Olives are generally regarded as a symbol of peace or victory and wisdom. The olive tree is one of the most important trees in Judaism and Jewish culture. They symbolize Jewish connection to their historic homeland. Olives are a part of the Seven Species. They were part of the diet of the Ancient Israelites, and are still used in modern Israeli and Jewish cuisines.
- In the times of the Holy Jewish Temple, olive trees, olive oil, and olives played significant roles in various aspects of religious rituals and practices. Olive oil was crucial for lighting the Menorah inside the Temple. The Menorah was a central fixture in the Temple's sanctuary. Pure olive oil was used to keep the Menorah burning continuously.
- On Tu BiShvat, the Jewish holiday known as the New Year for Trees, olive trees hold a special significance along with other fruit-bearing trees. Olive trees are among the seven species (shiv'at haminim) that are traditionally associated with the Land of Israel's fertility and abundance.
- Hanukkah commemorates the rededication of the Second Temple in Jerusalem after its desecration by the Seleucid Empire. According to Jewish tradition, during the Maccabean Revolt, only a small amount of pure olive oil sufficient for one day's lighting of the Menorah miraculously lasted for eight days until new oil could be prepared. This miracle is celebrated as a symbol of divine intervention and perseverance.

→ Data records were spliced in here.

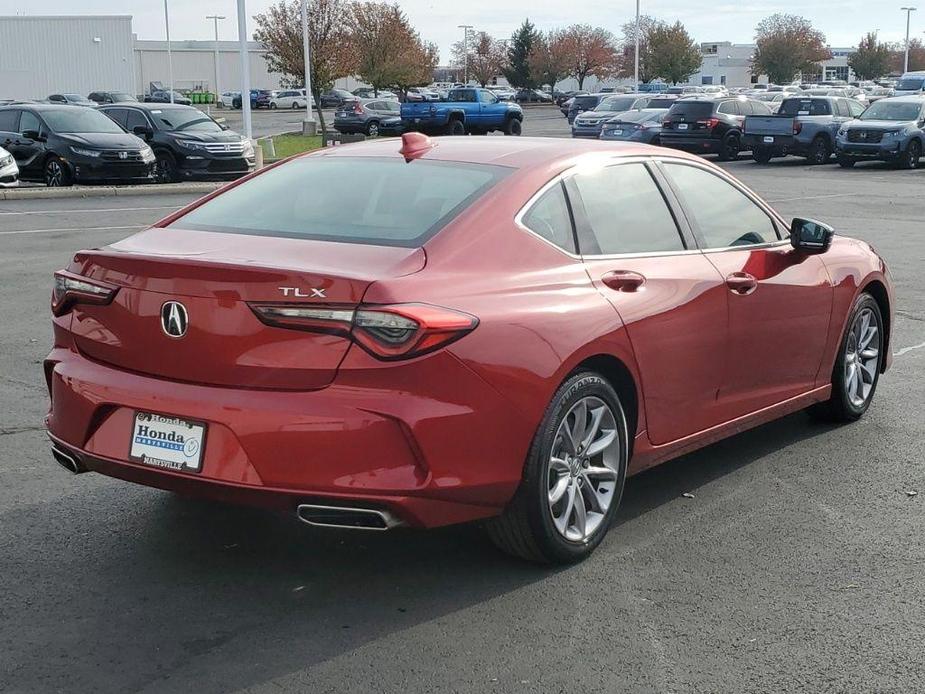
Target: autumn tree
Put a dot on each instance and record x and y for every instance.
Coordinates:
(787, 45)
(518, 70)
(872, 58)
(646, 25)
(548, 60)
(589, 51)
(485, 56)
(673, 54)
(382, 36)
(332, 55)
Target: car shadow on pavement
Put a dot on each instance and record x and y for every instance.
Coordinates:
(133, 589)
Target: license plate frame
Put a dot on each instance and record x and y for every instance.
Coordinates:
(153, 432)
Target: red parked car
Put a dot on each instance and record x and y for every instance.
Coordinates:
(501, 329)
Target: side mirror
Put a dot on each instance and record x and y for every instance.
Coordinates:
(810, 236)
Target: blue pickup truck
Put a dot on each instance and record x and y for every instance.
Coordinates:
(468, 110)
(803, 125)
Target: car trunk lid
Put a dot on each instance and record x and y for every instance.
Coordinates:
(214, 276)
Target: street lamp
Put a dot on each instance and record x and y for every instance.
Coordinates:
(636, 55)
(215, 18)
(465, 28)
(170, 57)
(308, 125)
(245, 70)
(908, 11)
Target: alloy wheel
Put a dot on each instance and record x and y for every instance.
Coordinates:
(583, 469)
(862, 357)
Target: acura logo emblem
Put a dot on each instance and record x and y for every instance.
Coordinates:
(174, 319)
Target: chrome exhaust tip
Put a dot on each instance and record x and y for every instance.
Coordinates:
(347, 517)
(67, 461)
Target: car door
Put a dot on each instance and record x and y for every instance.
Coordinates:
(779, 299)
(29, 152)
(641, 256)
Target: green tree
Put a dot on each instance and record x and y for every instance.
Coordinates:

- Following the Great Flood, Noah sent out birds from the ark to check if the waters had receded. First, he sent a raven, but it found no place to rest and returned. Then, he sent a dove, but it also came back. On the 301st day of the flood, Noah sent the dove again. This time, the dove stayed away all day and returned in the evening with an olive leaf in its mouth. Noah then knew that the waters had abated from the earth.
- Anointing Oil: Olive oil was used to anoint kings, priests, and prophets in ancient Israel. The anointing oil, known as "shemen hamishchah," symbolized sanctity and was a critical element in various rituals.